Revendiquer le droit à l’éducation

Par Éric Martin | Collège Édouard-Montpetit

Dans un texte intitulé « L’éducation n’est pas un droit », Frédéric Bastien, professeur d’histoire au collège Dawson s’appuie sur des philosophes libéraux comme Hobbes ou Locke pour avancer que le droit à l’éducation n’existe pas, le réduisant à une formule mystificatrice pour faire taire les gens favorables à la hausse des frais de scolarité.

Or, si M. Bastien ne se limitait pas à la lecture des penseurs libéraux classiques, il pourrait consulter l’article 26 de la Déclaration universelle des droits de l’homme ratifiée en 1948 par les Nations Unies, qui stipule que « Toute personne a droit à l’éducation ». D’après l’ONU, ce droit fondamental reste menacé dans le monde, notamment à cause de la pauvreté : « Le droit à l’éducation est un droit fondamental de l’homme, indispensable à l’exercice de tous les autres droits de l’homme. […] Cependant, des millions d’enfants et d’adultes restent privés de la possibilité de s’éduquer, le plus souvent à cause de la pauvreté. »

M. Bastien pourrait aussi consulter le Pacte international relatif aux droits économiques, sociaux et culturels (PIDESC) de 1966 qui précise l’intention des gouvernements signataires d’instaurer progressivement la gratuité de l’université: « Les États parties au présent Pacte reconnaissent le droit de toute personne à l’éducation ». Les États signataires du PIDESC, dont fait partie le Canada, vont plus loin, et s’engagent à instaurer progressivement la gratuité scolaire jusqu’à l’université : « L’enseignement supérieur doit être rendu accessible à tous en pleine égalité, en fonction des capacités de chacun, par tous les moyens appropriés et notamment par l’instauration progressive de la gratuité. »

Entre légalisme et justice

On doit par contre donner raison sur un point à M. Bastien : les droits édictés dans la Déclaration des droits de l’homme et le PIDESC ont été tout au plus proclamés, mais n’ont pas de portée juridique effective.
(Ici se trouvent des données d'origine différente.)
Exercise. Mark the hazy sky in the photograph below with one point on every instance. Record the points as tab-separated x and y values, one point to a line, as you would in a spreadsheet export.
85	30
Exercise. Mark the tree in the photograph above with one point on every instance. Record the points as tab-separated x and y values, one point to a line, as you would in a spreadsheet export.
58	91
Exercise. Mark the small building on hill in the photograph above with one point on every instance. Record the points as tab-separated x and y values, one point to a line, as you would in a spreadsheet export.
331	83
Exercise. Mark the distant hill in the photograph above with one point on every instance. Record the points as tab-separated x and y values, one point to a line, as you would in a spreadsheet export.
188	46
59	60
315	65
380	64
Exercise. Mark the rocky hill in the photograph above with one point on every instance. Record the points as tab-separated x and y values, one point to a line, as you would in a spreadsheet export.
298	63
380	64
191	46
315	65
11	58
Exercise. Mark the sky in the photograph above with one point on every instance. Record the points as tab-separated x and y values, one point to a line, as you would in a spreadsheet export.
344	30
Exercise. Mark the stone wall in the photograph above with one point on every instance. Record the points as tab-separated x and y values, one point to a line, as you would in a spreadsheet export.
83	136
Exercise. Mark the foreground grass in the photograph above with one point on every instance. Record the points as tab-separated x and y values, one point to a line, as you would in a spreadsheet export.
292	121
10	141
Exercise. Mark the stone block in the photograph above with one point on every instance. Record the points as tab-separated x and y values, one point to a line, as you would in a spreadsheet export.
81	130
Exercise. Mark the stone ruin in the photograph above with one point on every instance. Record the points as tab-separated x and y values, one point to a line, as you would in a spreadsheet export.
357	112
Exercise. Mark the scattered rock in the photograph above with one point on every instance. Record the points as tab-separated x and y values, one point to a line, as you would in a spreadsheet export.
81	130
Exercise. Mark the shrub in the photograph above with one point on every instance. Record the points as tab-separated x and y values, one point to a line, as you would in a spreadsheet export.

Cela signifie que les gouvernements peuvent manquer à leur engagement, et continuer de les bafouer. C’est par exemple ce qui se produit en ce moment, quand on hausse les frais de scolarité et que l’on réduit l’accès à l’enseignement supérieur.

Mais cela veut aussi dire que les étudiants et étudiantes du Québec ont raison de protester contre l’action des gouvernements qui vont non seulement à l’encontre de leurs engagements internationaux, mais aussi à l’encontre des droits humains les plus fondamentaux. Si, par exemple, Rosa Parks n’avait pas refusé de céder sa place dans l’autobus  à un passager « blanc » le 1er décembre 1955, la lettre de la loi serait restée la même, et nos sociétés tolèreraient encore que l’on ne respecte pas l’un des droits humains les plus fondamentaux : l’égalité en dignité et en droit, peu importe la couleur de la peau. Cet exemple montre bien comment les droits ne sont pas donnés de tout temps, mais que la loi, au contraire, peut se tromper, et peut être persuadée de changer s’il s’avère qu’elle est injuste. Un droit n’est donc pas seulement quelque chose que l’on invoque, c’est aussi quelque chose que l’on conquiert.

De même pour l’éducation : l’instauration du droit à l’éducation gratuite à tous les niveaux pour tous est ce que les pays de l’ONU ont reconnu comme étant la finalité la plus juste et la plus égalitaire. La lettre de la loi, hélas, n’a pas encore suivi, et les gouvernements s’orientent aujourd’hui au contraire vers des politiques qui foulent aux pieds cet autre droit fondamental qu’est l’accès égalitaire à l’éducation publique.

Dans la perspective légaliste de M. Bastien, cela est très bien, puisqu’il est favorable à la hausse des frais de scolarité, et considère le droit à l’éducation comme une « mystification ». Or, pour les étudiant-e-s et nombre de professeurs qui tiennent à l’école publique, dont je suis, le mépris actuel du droit universel à l’éducation n’est pas un argument suffisant pour cesser de l’exiger. La défense du statu quo a toujours quelque chose de facile, mais dans ce cas-ci, elle se place en porte-à-faux avec la recherche d’une véritable justice, et d’une éducation qui soit habitée par l’esprit de l’égalité.